Monday, August 4, 2008

PS 4-73: The effect of the woody exotic plant autumn olive (Elaeagnus umbellata) on soil bacterial communities depends on the invasion context

Jaime Zlamal and Peter Kourtev. Central Michigan University

Background/Question/Methods

Invasive exotic plants are a major ecological problem and can cost millions of dollars a year per species in restoration efforts. Soils usually take thousands of years to develop, therefore, the long term effects these plants can have on soil properties within a relatively short period of time pose serious issues with remediation. Invasive woody plants are different from herbaceous plants because woody roots are concentrated in an area around the plant, and gaps are found between the roots of neighboring plants.

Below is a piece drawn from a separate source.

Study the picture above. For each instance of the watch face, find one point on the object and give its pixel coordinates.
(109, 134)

The effects of woody invasive plants on soils may also strongly depend on the invasion context (open field, forest edge, interior forest). We present a study on the influence of the woody exotic plant autumn olive (Elaeagnus umbellata, L.) on soils in two different invasion contexts: an open field and a forest interior. Soil samples were collected immediately below autumn olive plant roots and from adjacent sites that had not yet been invaded (controls). Available nitrate and ammonium in soils were measured using 2M KCl extraction. Bacterial community composition was determined using denaturing gradient gel electrophoresis (16S rRNA gene).

Results/Conclusions

All soil samples had very low amounts of available nitrate (less than 1 μg/g dry soil), while ammonium ranged from 40-170 μg/g dry soil. Autumn olive invasion was associated with higher levels of nitrate in the open field, however, no difference was observed in the forest interior. In contrast, higher levels of ammonium were measured under autumn olive only in the forest interior. Autumn olive significantly affected the bacterial community in soils. Interestingly, the effect on bacterial communities also depended on the context of the invasion. In the open field soils, bacterial communities varied widely in control sites, but were very similar under autumn olive, indicating that the invasive plant has enriched certain bacteria in soil. In contrast, control sites in the forest interior had a uniform bacterial community. Autumn olive invasion altered those communities, however, the change was not consistent between different autumn olive samples. Our results clearly indicate that autumn olive is altering the structure and function of microbial communities in the soil. It appears that the effect is context specific, which should be taken into account during restoration efforts.